Oh god, yes, especially before 24 weeks. When they're still tiny, they can literally just turn around and face your spine, and suddenly you can't feel them kicking at all because they're kicking toward your back instead of your stomach. I spent so many days poking my own stomach trying to wake Maya up because she had shifted positions. But once you hit the third trimester, the movements need to be consistent every day.

What if my baby kicks super low down?

With Leo, I swear to you, I thought he was going to fall out. All of his kicks were aimed directly at my bladder and my cervix. It felt like weird, electric nerve pain shooting down my legs sometimes. My doctor said it just meant he was sitting breech for a while and using my bladder as a trampoline. It's totally normal, it just means you're going to pee your pants when you sneeze.

Do babies honestly run out of room at the end?

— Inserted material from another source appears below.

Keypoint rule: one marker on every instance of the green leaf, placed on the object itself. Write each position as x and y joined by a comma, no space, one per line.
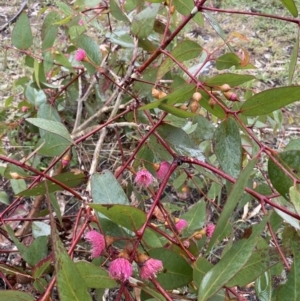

No! Don't listen to your great-aunt Susan who tells you the baby is just out of room. They get squished, sure, so you might feel more rolling sensations and entire limbs dragging slowly across your abdomen (which looks like an alien trying to escape), but the frequency of the movement shouldn't drop. If it stops or slows down, call your doctor right away.

How do I know if it's hiccups or kicking?

Hiccups are the weirdest sensation on earth. They feel like a tiny, rhythmic tapping in the exact same spot, over and over again, like a ticking clock inside your pelvis. Maya got them every single day at 4 PM after I ate an apple. Kicks are random and sharp; hiccups are repetitive and honestly super annoying after the first five minutes when you're trying to take a nap.